Cylichnus neglectus

Scientific classification
- Kingdom: Animalia
- Phylum: Arthropoda
- Class: Insecta
- Order: Coleoptera
- Suborder: Polyphaga
- Infraorder: Scarabaeiformia
- Family: Scarabaeidae
- Genus: Cylichnus
- Species: C. neglectus
- Binomial name: Cylichnus neglectus Péringuey, 1902

= Cylichnus neglectus =

- Genus: Cylichnus
- Species: neglectus
- Authority: Péringuey, 1902

Species of beetle

Cylichnus neglectus is a species of beetle of the family Scarabaeidae. It is found in South Africa (North West).

== Description ==
Adults reach a length of about 8 mm. They are testaceous brown, covered with very fine, minute, sub-flavescent hairs not set sufficiently close to each other to form a pubescence on the upper side. The shape and sculpture of the head and clypeus are similar to that of Cylichnus pilosulus. The pronotum is covered with nearly confluent punctures separated by irregular, not scabrose walls.

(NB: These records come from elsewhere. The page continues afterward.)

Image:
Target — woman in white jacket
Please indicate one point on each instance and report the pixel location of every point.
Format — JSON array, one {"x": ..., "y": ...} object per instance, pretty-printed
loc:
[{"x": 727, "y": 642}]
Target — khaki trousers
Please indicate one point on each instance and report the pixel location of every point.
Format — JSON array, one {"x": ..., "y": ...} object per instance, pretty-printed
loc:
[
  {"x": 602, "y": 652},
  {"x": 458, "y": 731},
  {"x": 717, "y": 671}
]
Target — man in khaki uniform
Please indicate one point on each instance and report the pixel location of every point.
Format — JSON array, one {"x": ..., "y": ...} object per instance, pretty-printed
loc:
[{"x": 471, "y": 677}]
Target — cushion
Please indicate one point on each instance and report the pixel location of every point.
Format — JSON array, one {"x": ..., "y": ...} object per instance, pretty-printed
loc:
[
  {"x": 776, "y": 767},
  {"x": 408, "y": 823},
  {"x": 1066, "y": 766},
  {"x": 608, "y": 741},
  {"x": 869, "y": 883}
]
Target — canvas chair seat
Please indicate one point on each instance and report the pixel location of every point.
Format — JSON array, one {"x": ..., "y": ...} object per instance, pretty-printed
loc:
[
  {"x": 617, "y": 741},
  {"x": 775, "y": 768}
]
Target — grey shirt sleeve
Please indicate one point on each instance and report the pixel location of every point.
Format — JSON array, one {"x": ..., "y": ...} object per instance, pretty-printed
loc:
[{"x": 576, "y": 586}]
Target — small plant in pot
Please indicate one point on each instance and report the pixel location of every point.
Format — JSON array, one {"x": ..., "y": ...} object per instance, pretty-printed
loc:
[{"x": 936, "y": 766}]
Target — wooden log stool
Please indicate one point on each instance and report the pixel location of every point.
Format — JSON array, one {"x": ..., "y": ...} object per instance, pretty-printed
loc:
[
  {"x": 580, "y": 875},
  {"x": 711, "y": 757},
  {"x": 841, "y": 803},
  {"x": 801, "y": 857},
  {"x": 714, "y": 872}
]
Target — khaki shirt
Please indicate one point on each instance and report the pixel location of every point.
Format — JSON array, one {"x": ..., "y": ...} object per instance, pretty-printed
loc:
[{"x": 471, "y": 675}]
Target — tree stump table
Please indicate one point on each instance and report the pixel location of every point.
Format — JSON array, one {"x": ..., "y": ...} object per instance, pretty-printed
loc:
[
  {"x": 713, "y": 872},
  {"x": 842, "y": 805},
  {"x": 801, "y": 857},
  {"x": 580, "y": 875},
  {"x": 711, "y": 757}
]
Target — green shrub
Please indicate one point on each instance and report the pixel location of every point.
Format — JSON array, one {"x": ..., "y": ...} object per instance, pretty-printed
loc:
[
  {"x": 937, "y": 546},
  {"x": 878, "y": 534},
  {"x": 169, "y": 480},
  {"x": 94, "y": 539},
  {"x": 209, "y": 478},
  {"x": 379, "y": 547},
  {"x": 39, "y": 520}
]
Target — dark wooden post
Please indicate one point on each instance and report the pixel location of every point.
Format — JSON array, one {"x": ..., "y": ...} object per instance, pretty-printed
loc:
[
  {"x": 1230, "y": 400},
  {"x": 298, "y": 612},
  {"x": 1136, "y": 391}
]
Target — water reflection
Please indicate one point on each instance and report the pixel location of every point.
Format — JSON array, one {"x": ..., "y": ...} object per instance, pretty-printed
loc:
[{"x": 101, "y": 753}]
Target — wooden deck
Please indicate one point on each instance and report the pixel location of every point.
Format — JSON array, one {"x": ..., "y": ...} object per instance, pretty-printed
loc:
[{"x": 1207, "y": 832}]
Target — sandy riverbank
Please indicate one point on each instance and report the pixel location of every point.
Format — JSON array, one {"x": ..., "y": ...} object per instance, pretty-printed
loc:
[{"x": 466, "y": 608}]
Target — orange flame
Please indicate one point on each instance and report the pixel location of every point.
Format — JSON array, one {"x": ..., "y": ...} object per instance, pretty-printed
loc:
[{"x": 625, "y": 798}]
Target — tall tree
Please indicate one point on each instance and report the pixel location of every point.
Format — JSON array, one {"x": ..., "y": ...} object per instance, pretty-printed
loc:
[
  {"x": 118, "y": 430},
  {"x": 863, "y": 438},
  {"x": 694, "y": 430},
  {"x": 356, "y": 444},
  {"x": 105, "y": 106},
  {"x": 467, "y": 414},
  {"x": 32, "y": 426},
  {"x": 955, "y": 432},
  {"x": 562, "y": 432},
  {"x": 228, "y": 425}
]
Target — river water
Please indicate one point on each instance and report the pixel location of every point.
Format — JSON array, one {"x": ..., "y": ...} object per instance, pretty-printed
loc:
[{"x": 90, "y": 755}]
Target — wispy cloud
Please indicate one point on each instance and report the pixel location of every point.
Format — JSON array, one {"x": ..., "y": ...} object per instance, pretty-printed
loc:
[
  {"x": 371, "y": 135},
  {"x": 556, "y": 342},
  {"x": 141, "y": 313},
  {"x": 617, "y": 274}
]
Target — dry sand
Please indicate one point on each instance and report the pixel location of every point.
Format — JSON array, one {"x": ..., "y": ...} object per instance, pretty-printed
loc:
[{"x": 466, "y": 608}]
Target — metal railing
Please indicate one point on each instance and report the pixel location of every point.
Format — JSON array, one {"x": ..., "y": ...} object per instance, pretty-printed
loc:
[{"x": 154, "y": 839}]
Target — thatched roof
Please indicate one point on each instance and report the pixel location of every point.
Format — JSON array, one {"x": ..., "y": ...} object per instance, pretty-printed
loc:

The elytra, including the greatest part of the suture, are pluri-costulate and covered with nearly contiguous punctures, the irregular walls of which make the surface appear shagreened, and each puncture bears a minute appressed sub-flavescent hair. The pygidium is briefly pubescent all round, but has on the surface hairs similar to those on the elytra, and those on the underside, especially on the abdomen, are alike.